No, i think fork or something similar is the way i prefer to go. I'm working on a simple top-down parser, so i save all the data references in the context of the function and at the end of it i create the syntax tree object with all his childrens. So i have the already allocated objects in the tls and the info on the realtionships of these objects plus the parser state in the call stack. I want to duplicate the parser because i want all the possible syntax trees as a result and when the tokenizer will find in the input two or more possible tokens, it must fork and return for each thread one token from the possible ones.
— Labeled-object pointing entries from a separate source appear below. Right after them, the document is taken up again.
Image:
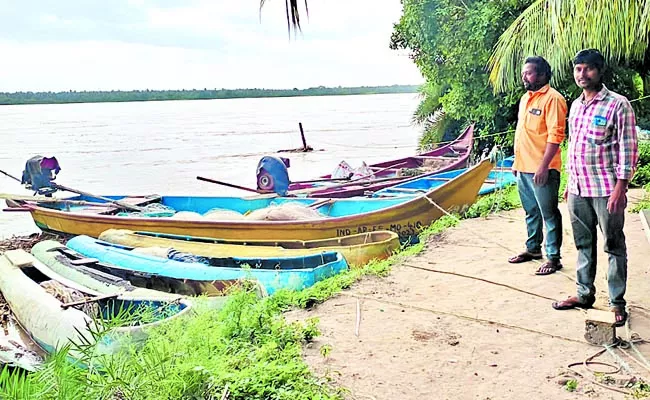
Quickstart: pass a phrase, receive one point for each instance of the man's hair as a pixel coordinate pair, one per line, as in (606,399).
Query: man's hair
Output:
(591,57)
(541,66)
At the end if one or more threads made to the end, each thread copy his syntax tree on a shared array and the main thread then can work on the results.

Another way to solve this is to move all the info from the call stack to a stack managed by me, have a standard procedure that fills the stack. When i must duplicate the thread i can create a new one, make a deep copy of the objects in the stack and the stack itself, then call the standard procedure again. But i think this is a bottom-up parser and a major change in the application design.

For now i will stick with fork, if in the future a similar function is implemented in core.thread, i will use it.

Alright, fork is optimized for this kind of stuff and it
should work fine. Personally I would likely have tried a
manged stack instead of cloning the whole application. How do
you write back the results from the child processes? Do you
use pipes or shared memory?

I also like the managed stack idea, but i think the main problem with that is that it is harder to understand what's going on when you have to debug. I'm not at the point yet of passing the results to the main thread, but i think at the end i will make the entire tree immutable(or maybe already create it with immutable) and add the reference to a shared array or use a message passing pattern like the one in std.concurrency.